By the way, if the U.S. is ten years behind Europe in the cultural perspective, then sex will be victorious. Pornography is everywhere here. The newsstands have Playboy out front, the television has public and regular cable channels that pretty much show X rated movies, the commercials leave little to the imagination, and the Internet cafes are public porn viewing facilities. We say that sex sells in America, but we are wrong. We tease with sex. Here they sell with sex. The point of me telling you this is not to brag or to tell every man in America to move to Europe, because I know that is what you are thinking. The point is to say that I and hopefully you need to fight within ourselves to eradicate our dependence on the passive release of pornography and other sexual impurities. If we do not, then we will miss out on what we were created for, to discover a woman’s total beauty.

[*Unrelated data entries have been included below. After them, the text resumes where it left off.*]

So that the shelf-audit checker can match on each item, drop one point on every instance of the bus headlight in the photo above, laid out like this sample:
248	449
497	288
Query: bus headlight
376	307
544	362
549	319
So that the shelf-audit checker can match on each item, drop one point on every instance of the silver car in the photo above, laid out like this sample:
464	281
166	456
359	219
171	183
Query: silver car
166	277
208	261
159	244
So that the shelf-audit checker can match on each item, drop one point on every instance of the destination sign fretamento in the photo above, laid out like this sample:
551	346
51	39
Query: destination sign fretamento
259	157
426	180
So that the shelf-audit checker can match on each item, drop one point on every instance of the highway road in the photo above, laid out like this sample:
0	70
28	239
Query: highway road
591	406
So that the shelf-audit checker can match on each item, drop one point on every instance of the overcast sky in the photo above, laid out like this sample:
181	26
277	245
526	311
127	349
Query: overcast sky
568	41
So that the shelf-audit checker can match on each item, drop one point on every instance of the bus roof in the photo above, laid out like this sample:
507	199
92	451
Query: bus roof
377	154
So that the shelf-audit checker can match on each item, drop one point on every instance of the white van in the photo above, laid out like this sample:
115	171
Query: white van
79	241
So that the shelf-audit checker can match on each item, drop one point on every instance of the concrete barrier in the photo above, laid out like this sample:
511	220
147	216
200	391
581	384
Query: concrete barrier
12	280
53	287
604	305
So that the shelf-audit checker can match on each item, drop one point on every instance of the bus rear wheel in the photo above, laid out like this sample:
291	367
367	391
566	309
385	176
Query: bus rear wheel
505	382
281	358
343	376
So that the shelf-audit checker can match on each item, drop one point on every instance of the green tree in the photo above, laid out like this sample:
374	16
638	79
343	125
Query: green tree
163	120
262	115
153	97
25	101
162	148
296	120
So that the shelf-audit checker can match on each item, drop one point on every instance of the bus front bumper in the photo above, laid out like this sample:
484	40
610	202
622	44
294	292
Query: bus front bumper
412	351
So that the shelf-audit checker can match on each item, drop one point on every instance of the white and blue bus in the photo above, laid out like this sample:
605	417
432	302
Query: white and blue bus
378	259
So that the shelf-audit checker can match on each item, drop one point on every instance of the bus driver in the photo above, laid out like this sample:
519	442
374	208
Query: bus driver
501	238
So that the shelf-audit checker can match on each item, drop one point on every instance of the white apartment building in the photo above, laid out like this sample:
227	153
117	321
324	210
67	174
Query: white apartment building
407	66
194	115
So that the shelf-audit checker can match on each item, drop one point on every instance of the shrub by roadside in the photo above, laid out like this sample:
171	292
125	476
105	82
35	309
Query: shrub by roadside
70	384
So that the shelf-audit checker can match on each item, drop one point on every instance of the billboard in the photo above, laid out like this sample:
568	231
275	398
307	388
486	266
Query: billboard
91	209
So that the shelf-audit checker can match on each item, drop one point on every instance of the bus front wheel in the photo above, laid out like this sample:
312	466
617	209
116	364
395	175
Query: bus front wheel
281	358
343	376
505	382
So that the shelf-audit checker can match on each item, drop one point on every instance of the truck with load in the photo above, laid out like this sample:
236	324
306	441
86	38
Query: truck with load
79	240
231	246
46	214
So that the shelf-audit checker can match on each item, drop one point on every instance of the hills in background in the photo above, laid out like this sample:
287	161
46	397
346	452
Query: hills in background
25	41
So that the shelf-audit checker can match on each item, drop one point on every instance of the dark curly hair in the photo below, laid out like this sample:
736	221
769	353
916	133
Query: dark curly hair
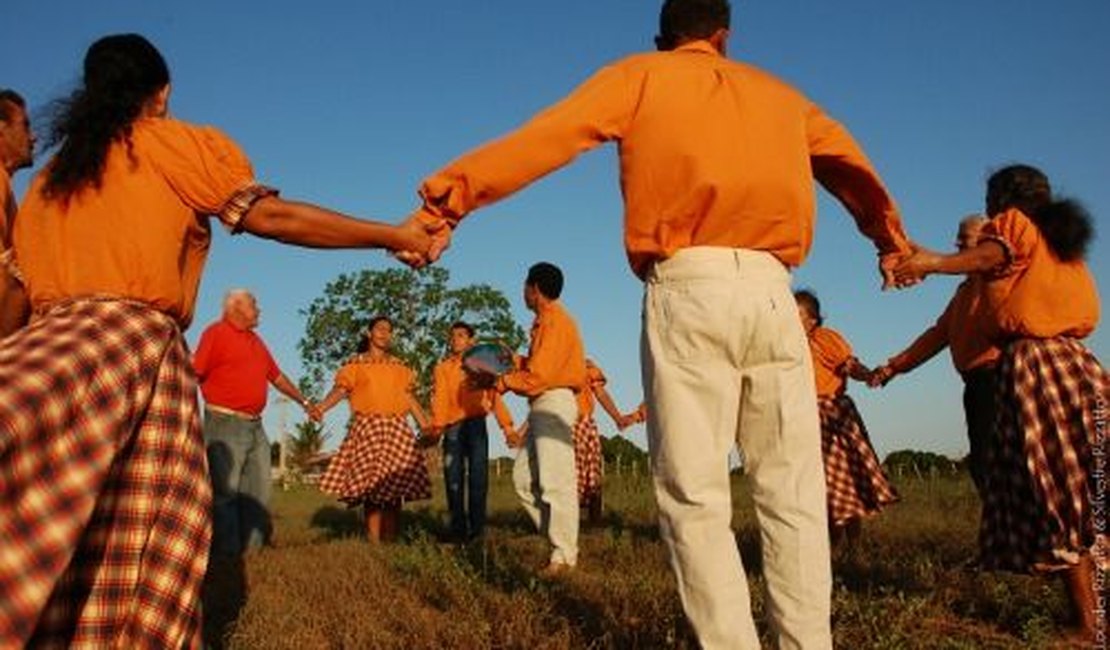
122	72
808	300
1065	224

As for the other two purposes to life, I am still discovering what those are about. Why did God create man the way he did? What does that mean for me, and who I need to become? Somewhere in the discovery of adventure and poise for fighting a battle, I believe I will find confidence to be. Sometimes guilt hangs over me like a cloud, and I like to hold on to it because it seems to justify the old me. However, living like this has destroyed me in the past and I am realizing that my greatest battle is against my wound. I will not succeed on my own, but suddenly I remember that Jesus covered me over with His self-sacrifice so that I am not the guilty one. I do not always live like this, just ask Jenny, but I am learning and experiencing renewal. As for the adventure, I think I am discovering a passion for writing.

1 comment:

thomas said...

hey i forgot jenna had come to her senses and found the light. congradulations on that.

have you kept up or had time to do the small group?

as for the book, wild at heart is weighted towards guys and although that might help you some it will agrivate you as well, like it did with jenny. anyway, it is still powerful stuff to deal with and we are all wounded.